Lifeways Group
- Company type: Private limited company
- Industry: Health care
- Founded: 1995
- Founders: Jerry and Susan Bereika
- Headquarters: Lyme Regis, Dorset
- Number of locations: >1,000
- Website: lifeways.co.uk

= Lifeways Group =

British Care Provider

Lifeways Group is a British social care company founded in 1995, which provides supported living services for some adults. The company has received notable scrutiny, frequently resulting in closures, following a lengthy history of negligence and abuse, as found by Care Quality Commission and local councils.

== History ==

The company was bought for £207m in 2012 by OMERS, which invests Ontario’s municipal employees’ retirement pot. At that time, it had 6,300 staff.

In April 2015 it acquired Autism Care UK which provides supported living, outreach and day services for people with autism in Lincolnshire, Lancashire, Milton Keynes, Northumberland, South Warwickshire and Yorkshire from the Maria Mallaband Care Group.

== Controversies ==

In May 2015 the company bought its learning disability services group from Care UK.

Lifeways hit controversy in recent years for bad quality of care due to some locations having an inadequate Care Quality Commission (CQC) rating, closure of some services by CQC and local councils for abuse and court cases involving staff where they have abused service users in their care.

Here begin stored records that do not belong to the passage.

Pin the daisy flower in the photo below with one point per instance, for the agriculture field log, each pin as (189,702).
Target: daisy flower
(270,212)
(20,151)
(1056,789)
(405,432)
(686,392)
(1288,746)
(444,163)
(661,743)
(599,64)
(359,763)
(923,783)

In 2019, two care workers subjected a disabled woman to abuse at one of their Autism Care facilities in Northumberland.

In 2021, Lifeways were ordered to pay more than £495,000 at Cirencester Magistrates' Court as it failed to protect residents from avoidable harm, although this event was never widely publicised.

In 2023, a deputy manager was charged with stealing £34,000 from a 70-year-old woman with learning difficulties who was under their care.

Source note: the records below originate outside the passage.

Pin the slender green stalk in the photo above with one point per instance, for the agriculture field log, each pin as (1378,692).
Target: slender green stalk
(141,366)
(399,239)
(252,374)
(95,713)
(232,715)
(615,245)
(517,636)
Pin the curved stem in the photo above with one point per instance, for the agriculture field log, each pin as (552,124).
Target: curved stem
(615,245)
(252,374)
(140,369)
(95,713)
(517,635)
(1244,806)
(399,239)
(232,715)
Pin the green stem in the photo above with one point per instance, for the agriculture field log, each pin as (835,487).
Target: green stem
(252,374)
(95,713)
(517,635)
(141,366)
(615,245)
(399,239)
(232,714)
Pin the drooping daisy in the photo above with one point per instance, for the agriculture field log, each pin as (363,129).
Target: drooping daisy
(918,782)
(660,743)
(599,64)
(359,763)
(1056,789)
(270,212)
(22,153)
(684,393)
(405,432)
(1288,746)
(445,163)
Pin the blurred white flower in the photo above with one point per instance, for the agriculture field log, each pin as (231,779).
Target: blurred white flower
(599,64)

In 2025, an ITV News investigation published allegations surrounding failures at residential and supported-living homes ran by the care company. Camera footage, obtained from Coventry, showed a young male with significant learning difficulties eating from a bin. In addition, separate revelations indicated that a man with Down's syndrome had required hospital treatment after an infection was left neglected. Lifeways CEO Andrea Kinkade labelled the allegations "appalling" and claimed the staff involved were dismissed.